# Feynman Lectures Vol1: 18-2 Rotation of a rigid body - conservation of angular momentum

http://www.feynmanlectures.caltech.edu/I_18.html

I am not able to understand how angular momentum is conserved. Without an external torque, the angular velocity will be constant. So, if I spin some object on some frictionless surface, it will keep spinning forever? But then, in section 18-2 Rotation of a rigid body, Feynman goes on to calculate the work done by the rotating object.

$$\Delta W=F_x\Delta x+F_y\Delta y$$(18.10)

When the object rotates, there is a change in the direction of velocity. So, without a constant external force, how can the body maintain its angular momentum? If without external torque an object will maintain its angular velocity, then how can we calculate "work done" by moving a certain degrees? Ie, if at 45 degrees it has a certain kinetic energy, it must be having the same energy after turning 50 degrees if we say angular momentum has not changed. How is it that here change in direction of velocity not considered as acceleration? What am I missing here?

## 2 Answers

If you consider a small part of a rotating body, then you are correct, it is accelerating as it rotates, because it is travelling around a circle.

The forces which cause the acceleration are the internal stresses in the body.

However if you consider the whole rotating body, you can ignore the work done by the internal stresses. If you imagine that you cut the body at any point, the internal forces on either side of the cut are equal and opposite, and therefore they do opposite amounts of work since the motion of both sides of the cut is the same.

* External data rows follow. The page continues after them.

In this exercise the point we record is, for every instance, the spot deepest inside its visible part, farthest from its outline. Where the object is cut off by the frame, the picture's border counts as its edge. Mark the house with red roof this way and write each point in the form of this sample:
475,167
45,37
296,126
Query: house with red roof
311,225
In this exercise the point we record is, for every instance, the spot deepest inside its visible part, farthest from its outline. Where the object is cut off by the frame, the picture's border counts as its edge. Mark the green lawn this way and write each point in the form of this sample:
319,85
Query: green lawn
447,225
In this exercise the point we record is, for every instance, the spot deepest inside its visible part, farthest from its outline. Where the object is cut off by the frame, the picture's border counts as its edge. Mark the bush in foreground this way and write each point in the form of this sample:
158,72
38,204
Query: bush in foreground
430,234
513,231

The total amount of work done by the internal forces is therefore $0$.

I don't remember if Feynman discusses that anywhere, but usually it is covered in a classical mechanics when you consider a finite sized rigid body to be a collection of point particles, apply Newton's laws to each particle, and then sum (or integrate) over the whole body.

Also, don't forget if a point particle is moving uniformly in a circle, even an external force which is accelerating it towards the center of the circle does no work, because the direction of the displacement is always perpendicular to the direction of the force.

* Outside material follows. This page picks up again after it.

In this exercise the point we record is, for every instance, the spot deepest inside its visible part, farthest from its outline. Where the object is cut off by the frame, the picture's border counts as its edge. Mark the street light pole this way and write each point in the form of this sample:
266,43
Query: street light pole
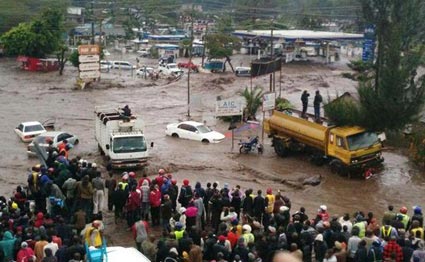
190,63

Mathematically, as $\frac{dP}{dt} = F_{net}$ and we assume $F_{net}$ to be 0, P must be const.

Velocity must be constant - which is Newton's first law {P is momentum, F is force}

Similarly, as $\frac{dL}{dt} = T_{net}$ ; if $T_{net} = 0$; L must be constant. {L is angular momentum; T is torque}

Conservation of angular momentum is more general as conservation of momentum is a case of conservation of angular momentum where the radius is Infinity.